Thursday, August 8, 2013

From Employee to Consultant - How To Make the Shift

Anthony checks in with a delightful story from the BBC on a well paid fellow who hired people overseas to do his work.  (This got lost on my computer, so I put it up just now):
"The employee, an "inoffensive and quiet" but talented man versed in several programming languages, "spent less than one fifth of his six-figure salary for a Chinese firm to do his job for him", Mr Valentine said.
"Authentication was no problem. He physically FedExed his RSA [security] token to China so that the third-party contractor could log-in under his credentials during the workday. It would appear that he was working an average nine-to-five work day," he added.
http://www.bbc.co.uk/news/technology-21043693
And he watched cat videos!  He could have started another business. 

But he did start another business.  He was thinking of his "employer" as a client, and with the money he was paid gave his "client" the very best value for their money.  His job was providing management services for his "client" (employer).

Now what is curious to me about this is the fact that this was going on in the 1980s, so I presume it has blossomed wildly in the last 30 years.  When a firm like Microsoft or Google has a "brilliant" Asian worker who seems to produce as much as ten others, perhaps it is because he has ten others working for him.

With the foreign expert immigration H1-B visa program such a benefit to tech companies, and the bane to USA tech engineers, perhaps someone should study to what degree USA tech engineers are competing against H1-B engineers, who happen to have a posse back in Bangalore doing the heavy lifting.

Now,  I have no problem at all with this.  The job is getting done.  I would just say those USA tech engineers who cannot compete alone against Fan + 12, simply line up your own 12, like the enterprising fellow upon which the BBC reports.

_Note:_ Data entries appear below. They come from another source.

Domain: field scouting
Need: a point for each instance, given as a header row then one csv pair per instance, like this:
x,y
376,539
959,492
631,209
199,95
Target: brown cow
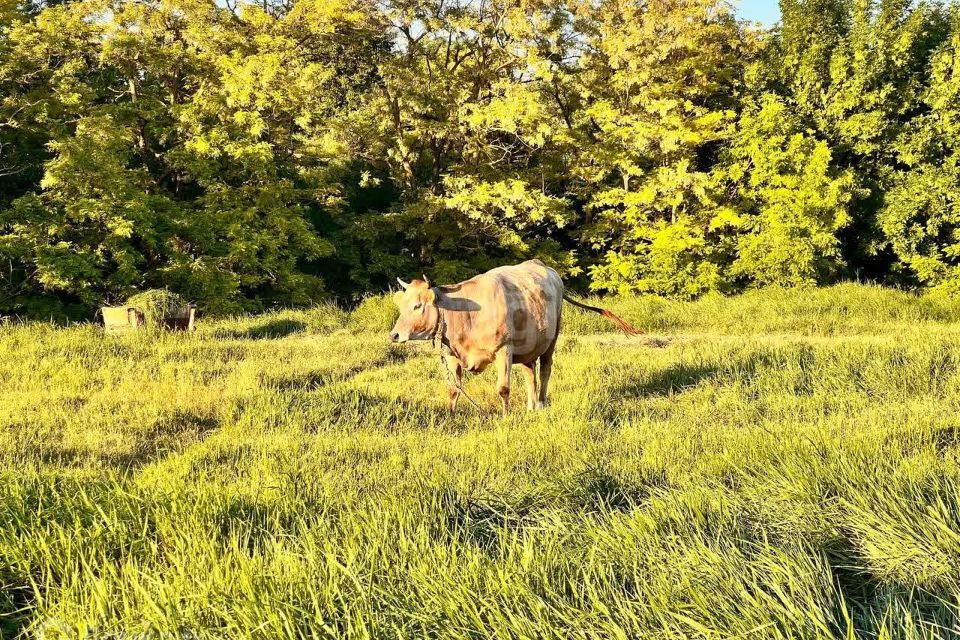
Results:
x,y
508,315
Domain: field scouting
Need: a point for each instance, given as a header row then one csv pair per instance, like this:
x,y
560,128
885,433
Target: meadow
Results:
x,y
781,464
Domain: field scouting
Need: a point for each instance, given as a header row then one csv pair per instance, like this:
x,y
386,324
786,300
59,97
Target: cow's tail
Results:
x,y
622,324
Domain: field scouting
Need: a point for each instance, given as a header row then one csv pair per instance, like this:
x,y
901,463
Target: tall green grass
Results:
x,y
787,467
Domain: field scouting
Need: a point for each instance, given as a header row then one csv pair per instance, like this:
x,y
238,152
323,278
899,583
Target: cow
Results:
x,y
506,316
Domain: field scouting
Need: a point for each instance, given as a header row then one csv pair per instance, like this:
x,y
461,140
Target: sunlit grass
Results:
x,y
786,467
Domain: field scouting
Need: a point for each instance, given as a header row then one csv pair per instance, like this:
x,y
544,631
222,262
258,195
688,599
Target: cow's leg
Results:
x,y
454,379
504,360
546,368
530,375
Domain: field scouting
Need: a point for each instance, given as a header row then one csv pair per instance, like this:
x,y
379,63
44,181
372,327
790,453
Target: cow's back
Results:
x,y
533,298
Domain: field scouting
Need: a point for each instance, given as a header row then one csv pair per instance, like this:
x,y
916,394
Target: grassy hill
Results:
x,y
788,466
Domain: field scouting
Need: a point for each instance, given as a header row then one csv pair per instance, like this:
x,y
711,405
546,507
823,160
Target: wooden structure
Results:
x,y
122,318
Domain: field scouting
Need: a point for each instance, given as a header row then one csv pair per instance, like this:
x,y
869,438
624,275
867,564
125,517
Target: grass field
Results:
x,y
788,466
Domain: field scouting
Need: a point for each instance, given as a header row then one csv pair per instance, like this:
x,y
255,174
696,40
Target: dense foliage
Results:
x,y
255,155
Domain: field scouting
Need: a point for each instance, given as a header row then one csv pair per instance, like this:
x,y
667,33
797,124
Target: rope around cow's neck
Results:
x,y
444,350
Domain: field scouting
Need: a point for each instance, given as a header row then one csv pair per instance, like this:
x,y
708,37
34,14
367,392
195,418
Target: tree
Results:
x,y
921,214
659,83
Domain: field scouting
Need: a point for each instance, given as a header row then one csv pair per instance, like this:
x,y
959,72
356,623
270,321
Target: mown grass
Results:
x,y
787,467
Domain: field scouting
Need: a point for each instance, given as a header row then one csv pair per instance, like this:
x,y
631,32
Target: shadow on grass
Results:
x,y
265,331
171,433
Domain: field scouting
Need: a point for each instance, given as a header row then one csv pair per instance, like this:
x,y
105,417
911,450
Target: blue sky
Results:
x,y
766,11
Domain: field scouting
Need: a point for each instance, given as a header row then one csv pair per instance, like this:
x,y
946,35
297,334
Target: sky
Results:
x,y
766,11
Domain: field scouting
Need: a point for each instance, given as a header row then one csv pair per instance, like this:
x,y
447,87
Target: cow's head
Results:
x,y
419,316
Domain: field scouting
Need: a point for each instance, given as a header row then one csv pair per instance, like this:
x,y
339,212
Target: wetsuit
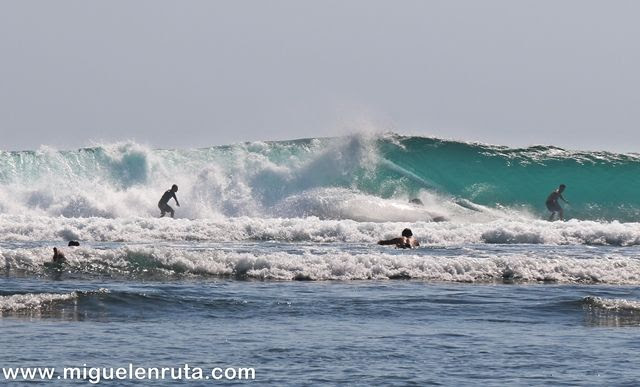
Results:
x,y
164,200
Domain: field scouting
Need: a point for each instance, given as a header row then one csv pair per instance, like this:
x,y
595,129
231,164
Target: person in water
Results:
x,y
163,204
552,202
58,256
406,241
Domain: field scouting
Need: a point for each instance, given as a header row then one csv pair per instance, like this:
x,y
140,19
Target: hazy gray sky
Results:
x,y
199,73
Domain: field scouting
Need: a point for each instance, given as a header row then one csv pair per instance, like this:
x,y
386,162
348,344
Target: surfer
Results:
x,y
552,202
406,241
58,256
164,200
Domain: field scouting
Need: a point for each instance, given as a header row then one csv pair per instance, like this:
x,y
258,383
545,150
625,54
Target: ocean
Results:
x,y
272,264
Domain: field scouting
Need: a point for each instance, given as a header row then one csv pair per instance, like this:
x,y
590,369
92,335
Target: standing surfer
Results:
x,y
163,204
552,202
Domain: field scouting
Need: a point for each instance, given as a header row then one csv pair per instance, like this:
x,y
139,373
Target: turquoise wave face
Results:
x,y
600,185
257,178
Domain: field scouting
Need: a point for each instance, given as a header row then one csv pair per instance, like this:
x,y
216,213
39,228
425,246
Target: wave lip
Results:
x,y
612,304
299,178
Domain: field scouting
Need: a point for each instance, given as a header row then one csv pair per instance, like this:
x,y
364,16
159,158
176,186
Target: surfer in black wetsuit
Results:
x,y
552,202
58,256
164,200
406,241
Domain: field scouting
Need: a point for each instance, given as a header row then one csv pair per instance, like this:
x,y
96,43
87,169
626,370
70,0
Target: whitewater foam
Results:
x,y
328,262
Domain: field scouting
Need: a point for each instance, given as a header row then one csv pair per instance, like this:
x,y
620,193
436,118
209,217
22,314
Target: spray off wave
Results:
x,y
364,178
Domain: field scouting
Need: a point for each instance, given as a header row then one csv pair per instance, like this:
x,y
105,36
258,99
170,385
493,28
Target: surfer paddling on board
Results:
x,y
406,241
164,200
552,202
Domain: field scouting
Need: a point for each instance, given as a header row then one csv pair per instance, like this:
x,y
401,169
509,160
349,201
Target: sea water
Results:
x,y
272,262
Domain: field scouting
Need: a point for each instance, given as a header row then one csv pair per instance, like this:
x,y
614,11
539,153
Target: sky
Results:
x,y
181,74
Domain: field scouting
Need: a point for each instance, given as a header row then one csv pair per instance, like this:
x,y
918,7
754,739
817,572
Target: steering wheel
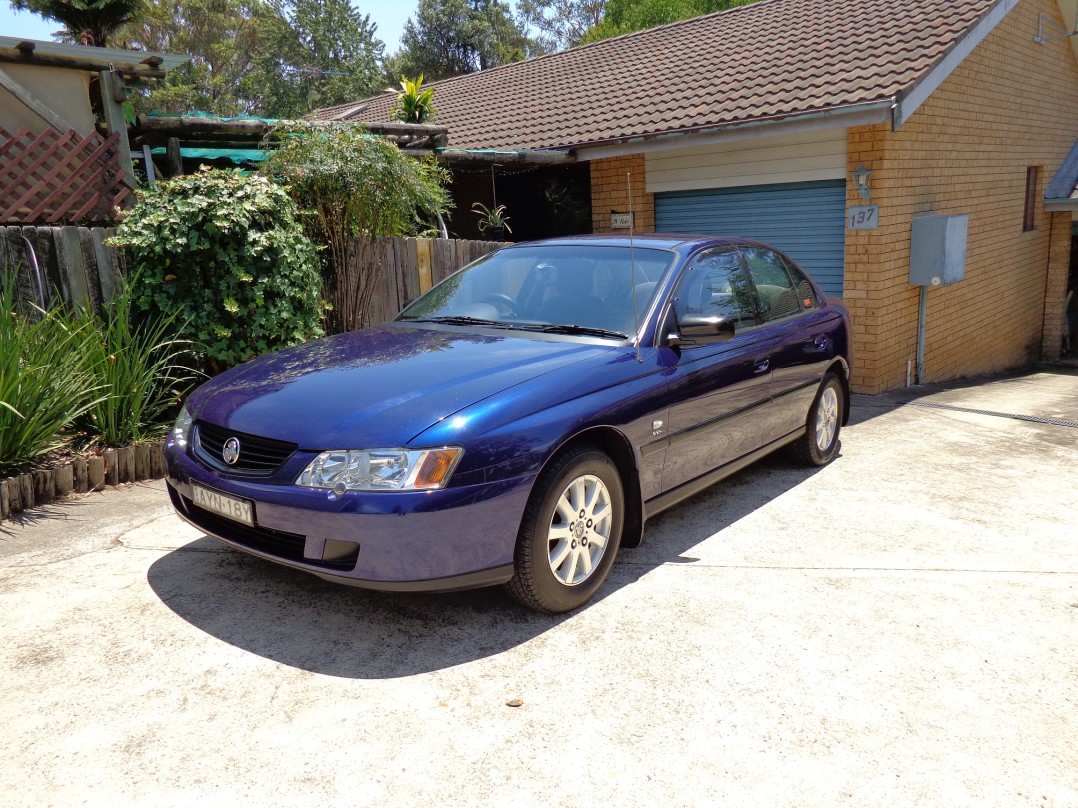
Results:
x,y
503,300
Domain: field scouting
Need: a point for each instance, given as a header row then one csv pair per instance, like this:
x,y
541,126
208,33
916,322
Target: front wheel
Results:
x,y
570,532
820,442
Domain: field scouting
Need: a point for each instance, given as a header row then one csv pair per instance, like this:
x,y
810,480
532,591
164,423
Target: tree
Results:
x,y
90,22
325,54
357,190
625,16
225,40
561,23
451,38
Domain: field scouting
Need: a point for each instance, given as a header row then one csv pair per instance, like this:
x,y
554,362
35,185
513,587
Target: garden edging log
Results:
x,y
82,475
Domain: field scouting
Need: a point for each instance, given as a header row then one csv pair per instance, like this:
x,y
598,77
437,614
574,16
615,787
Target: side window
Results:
x,y
806,295
714,283
773,284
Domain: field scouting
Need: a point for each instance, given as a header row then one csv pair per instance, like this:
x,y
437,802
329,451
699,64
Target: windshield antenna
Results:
x,y
632,269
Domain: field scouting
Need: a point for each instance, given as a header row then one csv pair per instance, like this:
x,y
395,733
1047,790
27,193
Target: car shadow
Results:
x,y
298,620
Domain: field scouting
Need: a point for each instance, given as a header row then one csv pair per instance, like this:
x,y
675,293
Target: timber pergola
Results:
x,y
178,133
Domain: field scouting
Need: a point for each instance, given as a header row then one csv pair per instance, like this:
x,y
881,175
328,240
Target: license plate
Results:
x,y
230,507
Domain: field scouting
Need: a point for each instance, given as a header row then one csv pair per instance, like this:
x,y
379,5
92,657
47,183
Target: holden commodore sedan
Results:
x,y
521,421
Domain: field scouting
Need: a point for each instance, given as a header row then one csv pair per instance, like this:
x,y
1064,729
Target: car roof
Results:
x,y
653,240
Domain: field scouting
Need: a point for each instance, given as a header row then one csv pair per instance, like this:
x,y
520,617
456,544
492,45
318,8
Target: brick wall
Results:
x,y
1010,105
610,192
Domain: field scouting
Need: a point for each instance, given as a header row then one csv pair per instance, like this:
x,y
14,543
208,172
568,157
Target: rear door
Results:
x,y
803,331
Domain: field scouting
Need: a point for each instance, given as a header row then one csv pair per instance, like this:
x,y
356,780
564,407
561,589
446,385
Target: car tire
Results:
x,y
570,532
820,441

No doubt this fellow will lose his job and perhaps face sanctions.  Too bad.  I'd love to work with him. And the "barefoot bandit" teen who eluded law enforcement for a few years as he had no problem figuring out how to escape in airplanes and boats on intuition as to how they worked, and the child who scammed his way onto flights across the country to see his grandpa.  We prosecute these kids!  Crazy!